2023年7月16日 逗子第一教会 主日礼拝宣教

 「闇から光に向かって叫ぶ」 マルコによる福音書10章46-52節

 イエスの生涯とその教えを記した「福音書」の中には、人がイエス(神)を信じて救われるための、いわば求道・信仰のモデルのような物語がある。その一つは盲人バルティマイの奇蹟物語である。

 イエスと弟子たちが伝道の途次、エルサレムからエリコという町に行き、町から出ようとした時のこと。道行く人々の情けにすがり物乞いしながら生きていたバルティマイという盲人が、イエスが来られることを聞きつけ、「ダビデの子のイエスよ。わたしを憐れんでください」と叫んで出てきたのだ。彼はすでにイエスの噂を聞いていたのだろう。この時を逃してはと言わんばかりに、必死に「叫び続けた」わけだ。
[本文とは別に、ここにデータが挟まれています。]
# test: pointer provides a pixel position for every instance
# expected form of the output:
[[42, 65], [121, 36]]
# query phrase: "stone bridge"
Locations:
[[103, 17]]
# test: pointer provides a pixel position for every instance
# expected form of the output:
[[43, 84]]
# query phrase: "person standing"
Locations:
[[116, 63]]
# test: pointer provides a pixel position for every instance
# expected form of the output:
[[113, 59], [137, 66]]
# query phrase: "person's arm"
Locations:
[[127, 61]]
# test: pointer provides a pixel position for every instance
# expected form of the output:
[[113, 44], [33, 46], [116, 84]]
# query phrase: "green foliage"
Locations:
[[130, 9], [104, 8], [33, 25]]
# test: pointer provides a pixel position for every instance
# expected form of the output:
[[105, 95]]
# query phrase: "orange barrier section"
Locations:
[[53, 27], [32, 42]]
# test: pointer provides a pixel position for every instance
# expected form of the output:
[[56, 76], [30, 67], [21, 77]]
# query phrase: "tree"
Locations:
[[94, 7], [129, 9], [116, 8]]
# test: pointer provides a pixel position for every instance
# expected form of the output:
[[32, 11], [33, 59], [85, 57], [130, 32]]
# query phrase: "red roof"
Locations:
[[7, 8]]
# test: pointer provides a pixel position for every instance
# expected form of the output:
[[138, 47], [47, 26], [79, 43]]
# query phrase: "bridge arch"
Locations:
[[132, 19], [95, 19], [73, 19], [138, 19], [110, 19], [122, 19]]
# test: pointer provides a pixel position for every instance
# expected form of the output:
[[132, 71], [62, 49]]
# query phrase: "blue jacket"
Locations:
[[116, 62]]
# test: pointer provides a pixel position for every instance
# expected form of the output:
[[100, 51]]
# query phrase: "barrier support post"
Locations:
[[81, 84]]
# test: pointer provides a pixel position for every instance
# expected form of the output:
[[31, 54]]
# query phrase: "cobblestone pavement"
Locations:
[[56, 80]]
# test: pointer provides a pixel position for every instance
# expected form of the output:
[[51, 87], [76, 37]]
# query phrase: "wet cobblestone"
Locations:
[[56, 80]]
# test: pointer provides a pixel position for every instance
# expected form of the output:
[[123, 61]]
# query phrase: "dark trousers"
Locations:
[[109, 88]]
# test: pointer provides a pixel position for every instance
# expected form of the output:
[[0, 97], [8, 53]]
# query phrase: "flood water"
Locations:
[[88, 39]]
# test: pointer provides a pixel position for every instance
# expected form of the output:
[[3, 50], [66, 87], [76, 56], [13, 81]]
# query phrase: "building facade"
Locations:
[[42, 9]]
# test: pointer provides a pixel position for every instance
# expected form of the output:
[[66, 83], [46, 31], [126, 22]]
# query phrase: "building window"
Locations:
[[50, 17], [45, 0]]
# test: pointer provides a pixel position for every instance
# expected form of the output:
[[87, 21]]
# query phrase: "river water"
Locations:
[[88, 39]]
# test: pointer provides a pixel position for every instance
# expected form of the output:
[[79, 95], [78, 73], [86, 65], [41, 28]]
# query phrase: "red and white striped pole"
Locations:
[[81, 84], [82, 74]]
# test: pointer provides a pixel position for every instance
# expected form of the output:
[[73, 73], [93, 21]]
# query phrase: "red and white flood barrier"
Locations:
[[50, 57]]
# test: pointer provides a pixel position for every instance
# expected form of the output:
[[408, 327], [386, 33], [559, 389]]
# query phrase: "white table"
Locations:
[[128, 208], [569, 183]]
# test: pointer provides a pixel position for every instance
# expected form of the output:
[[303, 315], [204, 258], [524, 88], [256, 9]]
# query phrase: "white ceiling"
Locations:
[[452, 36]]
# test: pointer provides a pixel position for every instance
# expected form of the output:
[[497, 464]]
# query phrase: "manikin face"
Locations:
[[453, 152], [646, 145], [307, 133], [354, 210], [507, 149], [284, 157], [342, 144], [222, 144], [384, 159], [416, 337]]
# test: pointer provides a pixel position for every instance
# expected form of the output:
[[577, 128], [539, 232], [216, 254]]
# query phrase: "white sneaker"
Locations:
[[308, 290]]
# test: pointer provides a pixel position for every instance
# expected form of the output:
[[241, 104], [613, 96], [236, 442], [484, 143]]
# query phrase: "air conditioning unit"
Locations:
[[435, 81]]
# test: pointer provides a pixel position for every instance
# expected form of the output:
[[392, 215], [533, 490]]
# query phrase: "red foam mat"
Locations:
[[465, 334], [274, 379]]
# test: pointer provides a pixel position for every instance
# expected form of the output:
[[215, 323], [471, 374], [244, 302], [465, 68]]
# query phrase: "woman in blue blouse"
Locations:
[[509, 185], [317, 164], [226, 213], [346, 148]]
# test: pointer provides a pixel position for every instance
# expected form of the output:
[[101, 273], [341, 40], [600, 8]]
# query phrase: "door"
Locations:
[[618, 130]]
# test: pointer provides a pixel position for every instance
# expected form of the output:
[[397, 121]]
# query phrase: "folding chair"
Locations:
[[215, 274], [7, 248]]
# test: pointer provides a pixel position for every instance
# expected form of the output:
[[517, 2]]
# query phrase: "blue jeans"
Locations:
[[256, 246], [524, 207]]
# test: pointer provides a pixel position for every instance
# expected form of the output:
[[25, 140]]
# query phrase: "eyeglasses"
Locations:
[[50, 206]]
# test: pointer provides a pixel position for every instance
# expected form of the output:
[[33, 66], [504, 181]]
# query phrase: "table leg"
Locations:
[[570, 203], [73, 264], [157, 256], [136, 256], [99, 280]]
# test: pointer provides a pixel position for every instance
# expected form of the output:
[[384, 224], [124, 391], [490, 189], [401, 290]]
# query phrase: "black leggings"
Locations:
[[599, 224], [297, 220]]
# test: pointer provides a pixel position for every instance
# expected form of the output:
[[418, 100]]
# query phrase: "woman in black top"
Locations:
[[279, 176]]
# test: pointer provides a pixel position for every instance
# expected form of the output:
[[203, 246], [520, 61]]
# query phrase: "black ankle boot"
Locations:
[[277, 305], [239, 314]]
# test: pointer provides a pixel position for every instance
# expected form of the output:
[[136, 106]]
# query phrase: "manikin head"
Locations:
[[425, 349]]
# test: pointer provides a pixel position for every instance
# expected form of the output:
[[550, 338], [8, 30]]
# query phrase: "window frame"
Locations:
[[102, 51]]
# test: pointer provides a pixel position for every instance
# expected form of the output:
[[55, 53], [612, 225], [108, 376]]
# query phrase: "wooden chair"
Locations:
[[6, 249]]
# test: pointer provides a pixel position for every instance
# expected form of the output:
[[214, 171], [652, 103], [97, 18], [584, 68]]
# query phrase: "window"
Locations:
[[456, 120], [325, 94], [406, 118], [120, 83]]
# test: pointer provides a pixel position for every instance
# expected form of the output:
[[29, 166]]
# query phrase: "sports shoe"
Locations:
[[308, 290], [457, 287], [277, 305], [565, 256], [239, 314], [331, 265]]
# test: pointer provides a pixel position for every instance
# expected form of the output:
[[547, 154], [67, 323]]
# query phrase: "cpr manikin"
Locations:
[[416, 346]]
 周りの者たちは、黙らせようとたしなめるのだが、彼は叫び続ける。これを見たイエスが、人を介して「安心しなさい」とバルティマイを呼び寄せられると、彼は「上着を脱ぎ捨て」イエスのところに来たと書かれているので、もうなりふり構わずの行動である。真剣そのもの。

 これに対してイエスが、「何をしてほしいのか」と、あえて抱えている問題と願望の提示を求められると、彼は直ちに「目が見えるようになりたいのです」と必死の嘆願をする。イエスは彼の信仰に応えて、「行きなさい。あなたの信仰があなたを救った。」と言って彼の目を癒されたのである。

 さて、この物語、よく読むと、そこにはイエスを信じて救われるための基本的なプロセス・信仰態度のようなものがよく表されている。まず機会を逃さないこと、そして障害があっても求め続けること、さらに邪魔なものは脱ぎ捨てること、そして、はっきり「見えるようになることです」と伝えることである。この必要条件がバルティマイの中に見られるのである。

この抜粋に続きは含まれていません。